We are not mere objects for the divine subject, but subjects in our own right. How can we understand creation ex nihilo, together with moment by moment conservation, of a genuine subject, a genuine mind with intellect and free will and autonomy and the power of self-determination even unto rebellion?
This is a mystery of divine creation. It is is above my pay grade. And yours too.
God can do it but we can't. We can't even understand how God could do it. A double infirmity. An infirmity that sires a doubt: Perhaps it can't be done, even by God. Perhaps the whole notion is incoherent and God does not exist. Perhaps it is not a mystery but an impossibility. Perhaps Christian creation is an Unbegriff.
Joseph Ratzinger accurately explains the Christian metaphysical position, and in so doing approaches what I am calling the ultimate paradox of divine creation, but he fails to confront, let alone solve, the problem:
The Christian belief in God is not completely identical with either of these two solutions [materialism and idealism]. To be sure, it, too, will say, being is being-thought. Matter itself points beyond itself to thinking as the earlier and more original factor. But in opposition to idealism, which makes all being into moments of an all-embracing consciousness, the Christian belief in God will say: Being is being-thought — yet not in such a way that it remains only thought and that the appearance of independence proves to be mere appearance to anyone who looks more closely.
On the contrary, Christian belief in God means that things are the being-thought of a creative consciousness, a creative freedom, and that the creative consciousness that bears up all things has released what has been thought into the freedom of its own, independent existence. In this it goes beyond any mere idealism. While the latter , as we have just established, explains everything real as the content of a single consciousness, in the Christian view what supports it all is a creative freedom that sets what has been thought in the freedom of its own being, so that, on the one hand, it is the being-thought of a consciousness and yet, on the other hand, is true being itself. (Joseph Cardinal Ratzinger, Introduction to Christianity, German original 1968, latest English version Ignatius Press, 2004, p. 157, emphasis added)
And that is where the good Cardinal (later Pope Benedict the XVI) leaves it. He then glides off onto another topic. Not satisfactory! What's the solution to the paradox?
If you tell me that God creates other minds, and then somehow releases them into ontological independence, my reply will be that makes hash of the doctrine of creatio continuans, moment-by-moment conservation. The Christian God is no mere cosmic starter-upper of what exists; his creating is ongoing. In fact, if the universe always existed, then all creation would be creatio continuans, and there would be no starting-up at all.
On Christian metaphysics, "The world is objective [objectified] mind . . . ." (155) This is what makes it intelligible.
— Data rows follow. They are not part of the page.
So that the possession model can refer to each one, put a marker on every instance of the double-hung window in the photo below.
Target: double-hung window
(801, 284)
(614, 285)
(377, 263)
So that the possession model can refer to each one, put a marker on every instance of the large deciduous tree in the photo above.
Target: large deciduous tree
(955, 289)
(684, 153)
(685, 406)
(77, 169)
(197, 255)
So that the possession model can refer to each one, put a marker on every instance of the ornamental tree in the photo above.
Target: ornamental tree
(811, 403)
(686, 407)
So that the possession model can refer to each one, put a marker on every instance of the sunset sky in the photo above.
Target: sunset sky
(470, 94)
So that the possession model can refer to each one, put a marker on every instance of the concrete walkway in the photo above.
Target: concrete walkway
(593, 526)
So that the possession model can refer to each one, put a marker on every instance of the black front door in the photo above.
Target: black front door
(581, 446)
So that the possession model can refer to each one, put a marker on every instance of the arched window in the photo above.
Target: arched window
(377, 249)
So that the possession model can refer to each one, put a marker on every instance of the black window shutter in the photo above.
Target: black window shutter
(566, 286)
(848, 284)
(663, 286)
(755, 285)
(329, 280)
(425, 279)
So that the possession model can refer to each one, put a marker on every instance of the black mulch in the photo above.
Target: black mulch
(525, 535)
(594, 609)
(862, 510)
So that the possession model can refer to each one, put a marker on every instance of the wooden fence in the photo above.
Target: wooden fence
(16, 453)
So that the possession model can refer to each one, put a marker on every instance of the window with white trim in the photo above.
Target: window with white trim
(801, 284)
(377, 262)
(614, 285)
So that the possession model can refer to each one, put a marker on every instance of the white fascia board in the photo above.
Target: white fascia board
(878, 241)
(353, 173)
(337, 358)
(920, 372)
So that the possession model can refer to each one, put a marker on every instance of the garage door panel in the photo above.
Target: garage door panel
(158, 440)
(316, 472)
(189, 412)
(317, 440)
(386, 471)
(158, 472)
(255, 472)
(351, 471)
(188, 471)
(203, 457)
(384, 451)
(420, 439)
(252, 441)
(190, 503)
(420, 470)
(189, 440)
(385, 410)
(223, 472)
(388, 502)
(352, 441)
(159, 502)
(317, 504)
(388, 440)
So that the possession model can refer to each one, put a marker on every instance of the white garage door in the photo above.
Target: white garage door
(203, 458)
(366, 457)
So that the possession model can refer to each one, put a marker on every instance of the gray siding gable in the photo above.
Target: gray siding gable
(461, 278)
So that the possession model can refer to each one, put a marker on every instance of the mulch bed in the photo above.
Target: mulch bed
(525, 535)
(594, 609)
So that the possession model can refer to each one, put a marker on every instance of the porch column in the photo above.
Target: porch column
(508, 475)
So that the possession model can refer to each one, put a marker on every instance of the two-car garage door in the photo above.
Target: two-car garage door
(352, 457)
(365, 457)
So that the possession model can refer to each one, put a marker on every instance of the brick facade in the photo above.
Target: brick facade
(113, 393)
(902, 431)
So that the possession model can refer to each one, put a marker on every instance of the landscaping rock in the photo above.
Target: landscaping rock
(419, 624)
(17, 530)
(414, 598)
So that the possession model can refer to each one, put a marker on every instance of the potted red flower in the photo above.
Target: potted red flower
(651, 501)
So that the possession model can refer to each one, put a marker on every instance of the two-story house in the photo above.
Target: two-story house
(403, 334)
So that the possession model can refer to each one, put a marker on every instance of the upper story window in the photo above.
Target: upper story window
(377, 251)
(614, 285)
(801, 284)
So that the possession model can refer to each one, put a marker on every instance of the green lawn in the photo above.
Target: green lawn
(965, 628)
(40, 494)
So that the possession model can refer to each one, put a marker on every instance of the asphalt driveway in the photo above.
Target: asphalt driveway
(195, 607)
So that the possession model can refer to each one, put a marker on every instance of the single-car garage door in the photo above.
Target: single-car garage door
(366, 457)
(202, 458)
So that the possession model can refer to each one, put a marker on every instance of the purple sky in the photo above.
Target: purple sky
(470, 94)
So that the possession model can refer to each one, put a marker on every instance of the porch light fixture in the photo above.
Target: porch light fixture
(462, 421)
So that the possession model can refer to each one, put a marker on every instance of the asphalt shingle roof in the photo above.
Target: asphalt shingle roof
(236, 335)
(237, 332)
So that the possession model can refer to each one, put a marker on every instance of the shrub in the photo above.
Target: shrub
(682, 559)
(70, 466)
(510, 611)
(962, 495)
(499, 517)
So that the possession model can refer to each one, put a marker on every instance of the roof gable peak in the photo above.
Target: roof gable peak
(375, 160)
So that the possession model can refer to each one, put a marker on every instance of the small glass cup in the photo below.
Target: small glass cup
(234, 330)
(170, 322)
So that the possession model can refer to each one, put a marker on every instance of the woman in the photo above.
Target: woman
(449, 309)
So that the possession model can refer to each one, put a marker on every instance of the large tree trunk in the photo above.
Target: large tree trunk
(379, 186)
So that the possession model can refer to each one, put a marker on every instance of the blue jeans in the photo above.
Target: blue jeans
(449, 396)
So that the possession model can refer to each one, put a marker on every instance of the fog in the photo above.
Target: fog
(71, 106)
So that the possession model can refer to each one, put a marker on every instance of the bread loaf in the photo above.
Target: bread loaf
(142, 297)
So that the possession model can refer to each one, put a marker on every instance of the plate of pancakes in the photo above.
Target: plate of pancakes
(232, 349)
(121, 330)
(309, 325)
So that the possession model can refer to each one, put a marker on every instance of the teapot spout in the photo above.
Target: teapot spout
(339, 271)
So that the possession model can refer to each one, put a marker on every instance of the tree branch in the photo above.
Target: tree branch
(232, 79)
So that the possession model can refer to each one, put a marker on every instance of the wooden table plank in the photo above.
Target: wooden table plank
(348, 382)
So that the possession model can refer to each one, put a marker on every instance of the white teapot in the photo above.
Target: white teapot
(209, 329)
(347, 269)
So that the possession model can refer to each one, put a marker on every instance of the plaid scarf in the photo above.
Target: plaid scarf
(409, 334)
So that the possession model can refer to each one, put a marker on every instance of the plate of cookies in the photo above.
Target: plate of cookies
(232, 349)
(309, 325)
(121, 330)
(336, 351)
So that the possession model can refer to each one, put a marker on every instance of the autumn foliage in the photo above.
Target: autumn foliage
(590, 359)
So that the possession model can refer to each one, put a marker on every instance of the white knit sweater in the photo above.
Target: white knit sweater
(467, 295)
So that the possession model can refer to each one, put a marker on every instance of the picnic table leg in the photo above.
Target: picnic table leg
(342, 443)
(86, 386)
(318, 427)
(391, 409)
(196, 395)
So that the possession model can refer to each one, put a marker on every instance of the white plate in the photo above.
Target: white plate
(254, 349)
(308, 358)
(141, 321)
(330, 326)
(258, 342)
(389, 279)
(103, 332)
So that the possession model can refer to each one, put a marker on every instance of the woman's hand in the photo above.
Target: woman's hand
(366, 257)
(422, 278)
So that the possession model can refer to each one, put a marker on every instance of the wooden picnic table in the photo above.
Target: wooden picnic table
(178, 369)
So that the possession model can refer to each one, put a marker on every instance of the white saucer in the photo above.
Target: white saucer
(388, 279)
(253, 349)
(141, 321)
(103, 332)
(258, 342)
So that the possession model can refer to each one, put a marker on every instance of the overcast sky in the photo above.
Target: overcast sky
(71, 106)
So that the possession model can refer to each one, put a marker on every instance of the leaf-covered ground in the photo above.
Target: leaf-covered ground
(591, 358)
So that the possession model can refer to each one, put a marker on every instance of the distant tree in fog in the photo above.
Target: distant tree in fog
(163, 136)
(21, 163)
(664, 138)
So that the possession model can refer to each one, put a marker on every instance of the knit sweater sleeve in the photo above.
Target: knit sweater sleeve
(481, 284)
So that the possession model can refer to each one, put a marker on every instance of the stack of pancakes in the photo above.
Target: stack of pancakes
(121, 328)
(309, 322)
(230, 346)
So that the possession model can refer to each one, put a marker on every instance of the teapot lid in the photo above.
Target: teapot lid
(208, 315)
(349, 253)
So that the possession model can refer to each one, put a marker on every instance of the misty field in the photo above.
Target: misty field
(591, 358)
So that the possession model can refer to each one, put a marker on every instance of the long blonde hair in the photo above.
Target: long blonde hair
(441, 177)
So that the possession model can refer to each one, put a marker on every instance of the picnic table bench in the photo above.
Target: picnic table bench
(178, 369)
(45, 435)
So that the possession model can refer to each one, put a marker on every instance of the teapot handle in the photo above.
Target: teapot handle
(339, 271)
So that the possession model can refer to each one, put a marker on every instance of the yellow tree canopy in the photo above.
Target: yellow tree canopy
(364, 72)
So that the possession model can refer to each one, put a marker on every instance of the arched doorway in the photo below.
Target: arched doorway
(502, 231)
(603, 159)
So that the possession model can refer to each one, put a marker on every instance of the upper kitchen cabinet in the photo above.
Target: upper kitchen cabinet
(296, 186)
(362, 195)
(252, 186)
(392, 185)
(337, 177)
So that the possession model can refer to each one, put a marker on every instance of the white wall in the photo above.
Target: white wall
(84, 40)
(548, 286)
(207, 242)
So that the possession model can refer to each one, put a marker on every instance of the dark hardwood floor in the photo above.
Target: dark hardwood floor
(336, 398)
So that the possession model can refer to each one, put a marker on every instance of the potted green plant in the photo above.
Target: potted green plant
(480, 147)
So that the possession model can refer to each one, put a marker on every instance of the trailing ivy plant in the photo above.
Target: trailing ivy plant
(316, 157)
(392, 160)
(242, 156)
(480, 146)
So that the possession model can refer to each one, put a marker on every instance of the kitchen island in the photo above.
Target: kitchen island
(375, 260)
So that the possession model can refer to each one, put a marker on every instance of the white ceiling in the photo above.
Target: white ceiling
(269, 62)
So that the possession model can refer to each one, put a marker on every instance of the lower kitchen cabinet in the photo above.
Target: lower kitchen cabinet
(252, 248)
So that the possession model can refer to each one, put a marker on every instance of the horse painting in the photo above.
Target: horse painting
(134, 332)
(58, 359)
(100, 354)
This intelligibility has its source in subjective mind: "Credo in Deum expresses the conviction that objective [objectified] mind is the product of subjective mind . . . ." (Ibid.) So what I call onto-theological idealism gets the nod. You don't understand classical theism unless you understand it to be a form of idealism. But creatures, and in particular other minds, exist on their own, in themselves, and their Being cannot be reduced to their Being-for-God. Therein lies the difficulty.
Is divine creation a mystery or an impossibility?